TIPOS ORIGINAIS - PERRONI, URBANO E BELISÁRIO

Cowboy Tom Mix cavalgando nas telas de prata com seu fiel cavalo Tony.

 

Os cinemas da época exibiam filmes de cowboy com muita freqüência e eram muito admirados pelos jovens. Dominavam as cenas o Tom Mix, Willian Hart, Willian Farnun e outros. O tiroteio era constante em todos eles; aquele tiroteio em que não se acabam as balas, não se carregam armas e surgem pontarias certeiras que abatem dezenas de lutadores ao mesmo tempo. Recordo-me dos tempos da Guarda em que eu, meus primos e meu irmão usávamos chapelões de abas largas, cartucheiras vazias de balas e armas de brinquedo. A brincadeira era quase sempre uma imitação dos filmes, com o espocar de tiros, pelo grito e falsas mortes previamente combinadas.

 

Na estação de Abernéssia, havia sempre um cidadão bem apessoado, já com os seus 40 anos, um perfeito cowboy, vestindo sempre botas de salto fino, cartucheiras, proteção de couro nas pernas e chapéu de aba larga. Chamava-se Perroni e viera a Campos à procura de saúde para a sua esposa que, uma vez curada, montou uma pensão ou comprou um hotel dos muitos existentes na ocasião. O seu papel era ir à estação receber e acompanhar os hóspedes. Criou um tipo folclórico, que se tornou conhecido na época, pela sua estrepitosa chegada, riscando as esporas na calçada da plataforma.

 

Nós o admirávamos com espanto pela audácia de, permanentemente, se apresentar daquela maneira, como se estivesse em pleno faroeste.

 

Outra figura que fez época foi o troleiro Urbano Biagione. Procedia de Araraquara, onde trabalhara com nossos parentes. Morava na antiga Abissínia, na subida do morro do Jardim do Embaixador. Falava grosso e alto, pois, sempre no trole, habituara-se a gritar para ser ouvido. Muitas vezes ele nos conduziu até nosso Rancho. A viagem passava depressa, pois não parava de falar e sempre contando boas estórias.

 

Outro homem de grande valia para nós foi o Belisário, negro educado, prestimoso, pessoa honesta a toda prova. Qualquer problema, resolvia da melhor forma possível e sempre com grande boa vontade. Mais tarde passou a tomar conta da Lagoinha, propriedade do Sr. Nhonhô Magalhães, e morava numa casa ao lado da sede.

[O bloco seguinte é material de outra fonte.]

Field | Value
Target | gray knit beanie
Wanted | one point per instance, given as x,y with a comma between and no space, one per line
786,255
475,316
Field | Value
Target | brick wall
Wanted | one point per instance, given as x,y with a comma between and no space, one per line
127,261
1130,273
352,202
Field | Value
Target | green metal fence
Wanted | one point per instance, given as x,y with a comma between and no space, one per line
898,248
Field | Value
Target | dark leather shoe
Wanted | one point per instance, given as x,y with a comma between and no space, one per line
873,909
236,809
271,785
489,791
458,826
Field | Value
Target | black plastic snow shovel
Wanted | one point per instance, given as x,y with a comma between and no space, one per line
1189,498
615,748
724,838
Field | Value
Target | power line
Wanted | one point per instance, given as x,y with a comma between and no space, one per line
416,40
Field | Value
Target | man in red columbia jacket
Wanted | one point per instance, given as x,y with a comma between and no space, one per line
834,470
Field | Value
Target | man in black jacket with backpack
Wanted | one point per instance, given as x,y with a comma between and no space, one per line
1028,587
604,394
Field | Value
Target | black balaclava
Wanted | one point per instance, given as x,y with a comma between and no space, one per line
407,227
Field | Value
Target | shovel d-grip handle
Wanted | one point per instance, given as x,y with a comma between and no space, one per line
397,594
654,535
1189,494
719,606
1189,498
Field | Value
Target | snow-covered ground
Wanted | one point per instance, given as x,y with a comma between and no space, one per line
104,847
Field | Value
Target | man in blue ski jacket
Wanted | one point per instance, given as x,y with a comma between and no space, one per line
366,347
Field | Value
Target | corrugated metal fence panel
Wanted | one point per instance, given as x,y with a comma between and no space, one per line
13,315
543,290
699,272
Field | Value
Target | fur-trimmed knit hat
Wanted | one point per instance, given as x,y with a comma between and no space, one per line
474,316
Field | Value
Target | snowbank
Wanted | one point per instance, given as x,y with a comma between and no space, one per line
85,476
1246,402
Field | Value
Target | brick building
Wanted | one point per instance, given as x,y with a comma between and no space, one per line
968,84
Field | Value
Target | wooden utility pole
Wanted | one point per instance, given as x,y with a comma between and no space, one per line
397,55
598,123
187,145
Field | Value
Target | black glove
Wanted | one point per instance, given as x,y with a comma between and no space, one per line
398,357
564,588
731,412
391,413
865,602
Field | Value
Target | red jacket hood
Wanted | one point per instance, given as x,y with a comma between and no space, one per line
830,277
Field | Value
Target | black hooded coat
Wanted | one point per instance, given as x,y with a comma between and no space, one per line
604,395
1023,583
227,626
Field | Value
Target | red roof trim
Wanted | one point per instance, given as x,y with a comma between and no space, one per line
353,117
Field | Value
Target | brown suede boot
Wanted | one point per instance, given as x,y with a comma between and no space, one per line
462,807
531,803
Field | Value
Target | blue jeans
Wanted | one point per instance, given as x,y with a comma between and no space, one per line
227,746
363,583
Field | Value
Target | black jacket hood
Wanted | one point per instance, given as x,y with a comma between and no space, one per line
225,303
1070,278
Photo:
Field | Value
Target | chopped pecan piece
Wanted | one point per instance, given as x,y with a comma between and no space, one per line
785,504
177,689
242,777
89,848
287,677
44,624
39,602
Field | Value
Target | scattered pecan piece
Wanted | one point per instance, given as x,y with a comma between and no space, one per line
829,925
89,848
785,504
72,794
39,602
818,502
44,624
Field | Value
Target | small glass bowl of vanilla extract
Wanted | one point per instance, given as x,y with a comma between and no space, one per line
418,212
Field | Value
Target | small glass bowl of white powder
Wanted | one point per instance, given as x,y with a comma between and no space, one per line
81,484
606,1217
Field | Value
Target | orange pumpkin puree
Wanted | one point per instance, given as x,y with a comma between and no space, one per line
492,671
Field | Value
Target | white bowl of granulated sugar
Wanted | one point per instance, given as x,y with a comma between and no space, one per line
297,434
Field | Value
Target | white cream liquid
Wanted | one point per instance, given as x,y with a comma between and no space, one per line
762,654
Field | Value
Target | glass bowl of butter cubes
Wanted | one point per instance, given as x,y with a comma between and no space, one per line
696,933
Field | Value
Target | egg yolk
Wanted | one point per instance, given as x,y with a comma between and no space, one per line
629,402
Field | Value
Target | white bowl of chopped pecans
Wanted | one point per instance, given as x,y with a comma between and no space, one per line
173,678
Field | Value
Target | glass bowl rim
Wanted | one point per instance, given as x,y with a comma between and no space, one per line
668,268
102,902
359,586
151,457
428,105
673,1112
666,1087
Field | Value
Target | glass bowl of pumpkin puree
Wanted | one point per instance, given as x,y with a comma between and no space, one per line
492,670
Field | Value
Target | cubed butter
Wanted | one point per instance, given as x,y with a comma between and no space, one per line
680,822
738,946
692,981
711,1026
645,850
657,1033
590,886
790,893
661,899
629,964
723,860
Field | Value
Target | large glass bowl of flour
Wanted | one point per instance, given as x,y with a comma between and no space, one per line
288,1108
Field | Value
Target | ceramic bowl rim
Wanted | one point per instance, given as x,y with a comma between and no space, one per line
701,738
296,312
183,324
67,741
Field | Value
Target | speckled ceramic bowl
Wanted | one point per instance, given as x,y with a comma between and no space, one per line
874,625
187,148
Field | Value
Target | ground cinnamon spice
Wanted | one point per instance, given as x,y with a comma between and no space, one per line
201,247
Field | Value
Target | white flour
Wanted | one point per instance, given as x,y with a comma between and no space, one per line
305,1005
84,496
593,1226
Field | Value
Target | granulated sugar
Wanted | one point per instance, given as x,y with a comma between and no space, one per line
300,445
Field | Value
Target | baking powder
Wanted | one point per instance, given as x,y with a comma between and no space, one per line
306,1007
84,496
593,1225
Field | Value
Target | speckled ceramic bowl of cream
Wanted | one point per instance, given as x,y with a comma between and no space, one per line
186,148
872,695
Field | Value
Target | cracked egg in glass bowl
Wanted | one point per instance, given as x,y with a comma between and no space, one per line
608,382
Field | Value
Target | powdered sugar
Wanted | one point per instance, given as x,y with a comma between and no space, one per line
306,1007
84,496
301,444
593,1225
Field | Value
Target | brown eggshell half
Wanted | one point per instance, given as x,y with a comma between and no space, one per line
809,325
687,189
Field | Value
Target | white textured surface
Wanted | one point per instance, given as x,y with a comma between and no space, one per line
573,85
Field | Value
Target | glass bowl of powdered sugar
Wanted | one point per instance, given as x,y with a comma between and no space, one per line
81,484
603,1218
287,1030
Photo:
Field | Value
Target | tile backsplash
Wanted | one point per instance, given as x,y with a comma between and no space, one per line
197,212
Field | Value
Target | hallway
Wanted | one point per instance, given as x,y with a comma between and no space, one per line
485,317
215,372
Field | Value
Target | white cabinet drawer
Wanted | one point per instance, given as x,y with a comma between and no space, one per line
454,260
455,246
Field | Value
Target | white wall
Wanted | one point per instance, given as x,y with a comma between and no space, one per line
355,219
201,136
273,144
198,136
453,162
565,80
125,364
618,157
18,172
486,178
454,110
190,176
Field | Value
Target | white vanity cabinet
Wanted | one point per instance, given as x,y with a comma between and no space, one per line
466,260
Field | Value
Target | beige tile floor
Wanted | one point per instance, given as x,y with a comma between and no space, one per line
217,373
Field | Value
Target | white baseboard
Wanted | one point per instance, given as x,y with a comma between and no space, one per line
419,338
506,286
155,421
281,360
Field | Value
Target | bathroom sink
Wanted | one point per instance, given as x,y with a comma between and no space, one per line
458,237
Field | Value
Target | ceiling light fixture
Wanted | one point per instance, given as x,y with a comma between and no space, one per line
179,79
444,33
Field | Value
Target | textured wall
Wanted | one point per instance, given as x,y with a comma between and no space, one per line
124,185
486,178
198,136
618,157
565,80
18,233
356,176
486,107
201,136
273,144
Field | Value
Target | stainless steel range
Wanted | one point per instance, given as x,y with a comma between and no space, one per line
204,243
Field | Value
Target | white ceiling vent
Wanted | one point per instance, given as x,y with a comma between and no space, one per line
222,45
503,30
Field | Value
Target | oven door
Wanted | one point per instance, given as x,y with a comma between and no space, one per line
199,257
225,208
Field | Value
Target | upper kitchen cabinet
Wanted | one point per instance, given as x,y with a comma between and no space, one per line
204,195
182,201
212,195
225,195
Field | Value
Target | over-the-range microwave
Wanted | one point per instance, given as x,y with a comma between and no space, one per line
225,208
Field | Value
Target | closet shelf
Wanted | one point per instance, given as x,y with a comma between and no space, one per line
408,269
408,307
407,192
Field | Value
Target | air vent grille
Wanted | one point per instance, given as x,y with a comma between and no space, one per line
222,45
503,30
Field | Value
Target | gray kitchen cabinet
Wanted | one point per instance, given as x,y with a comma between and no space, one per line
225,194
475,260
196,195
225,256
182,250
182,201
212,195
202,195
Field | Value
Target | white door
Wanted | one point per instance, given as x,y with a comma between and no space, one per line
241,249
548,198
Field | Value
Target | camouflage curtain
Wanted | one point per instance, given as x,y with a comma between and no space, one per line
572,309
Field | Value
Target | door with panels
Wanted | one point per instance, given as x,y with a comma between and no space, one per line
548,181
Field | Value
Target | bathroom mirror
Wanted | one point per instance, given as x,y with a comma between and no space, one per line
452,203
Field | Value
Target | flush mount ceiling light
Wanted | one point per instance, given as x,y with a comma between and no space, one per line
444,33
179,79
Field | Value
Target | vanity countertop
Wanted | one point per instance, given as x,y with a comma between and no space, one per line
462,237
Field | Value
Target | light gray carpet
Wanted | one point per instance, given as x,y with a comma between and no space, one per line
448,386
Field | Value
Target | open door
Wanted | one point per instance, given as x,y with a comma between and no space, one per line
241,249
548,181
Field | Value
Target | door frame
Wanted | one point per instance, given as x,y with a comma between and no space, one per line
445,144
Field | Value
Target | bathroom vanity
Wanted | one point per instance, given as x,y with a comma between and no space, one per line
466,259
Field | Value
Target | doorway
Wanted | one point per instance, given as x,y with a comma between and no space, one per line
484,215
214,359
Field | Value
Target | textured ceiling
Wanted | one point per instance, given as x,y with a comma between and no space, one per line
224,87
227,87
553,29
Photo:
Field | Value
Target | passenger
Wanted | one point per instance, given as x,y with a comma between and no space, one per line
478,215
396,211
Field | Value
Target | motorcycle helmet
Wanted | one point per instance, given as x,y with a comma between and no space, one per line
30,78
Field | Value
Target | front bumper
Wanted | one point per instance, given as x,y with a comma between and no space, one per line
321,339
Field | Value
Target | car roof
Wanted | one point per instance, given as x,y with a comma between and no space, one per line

Certa ocasião, meu avô Marcondes Machado, após delicada cirurgia, veio para Campos na esperança de que o maravilhoso clima o faria sarar. Não podia ir para o nosso Rancho, pois não tínhamos estrada depois do rio e nem sequer ponte para atravessá-lo. Fomos para os Correntinos, bondosamente cedido pelo Dr. João Martins de Mello Jr., e ali ficamos na sede (antigo escritório da Agricobrás). Levou-nos até lá o trole da Lagoinha dirigido pelo Belisário. Sabendo que conduzia um recém-operado, desdobrou-se em cuidados.

 

Uma pequena estória atesta a retidão de seu caráter. Era tempo de chuva e a estrada, que ainda não era asfaltada, estava péssima. Na frente da Lagoinha havia um brejo formado pelo escoamento das águas das casas ali existentes. Chegando de São Paulo e encontrando dificuldade de transpor o lodo, resolvi subir pela estrada da Lagoinha e descer do outro lado. Assim o fiz, certo de que Belisário permitiria a nossa passagem pela porta da fazenda, tal o grau de amizade entre nós. Com visível constrangimento, ele me disse: “Olha, Dr. Oscar, eu faço tudo para lhe ajudar; se for preciso vamos todos empurrar o seu carro, mas aqui na estrada da fazenda o senhor não passa. É ordem do patrão. Ninguém passa aqui”.

 

Fiquei chocado por instantes pelo imprevisto de sua decisão. Logo mais, em casa, refleti e concluí que só um homem de bem, honesto, arriscaria perder um amigo para obedecer às ordens do patrão. Magoado, na ocasião, senti-me ferido em minha auto-estima, mas, logo no dia seguinte, compreendi a sua atitude e o louvo por isso até hoje.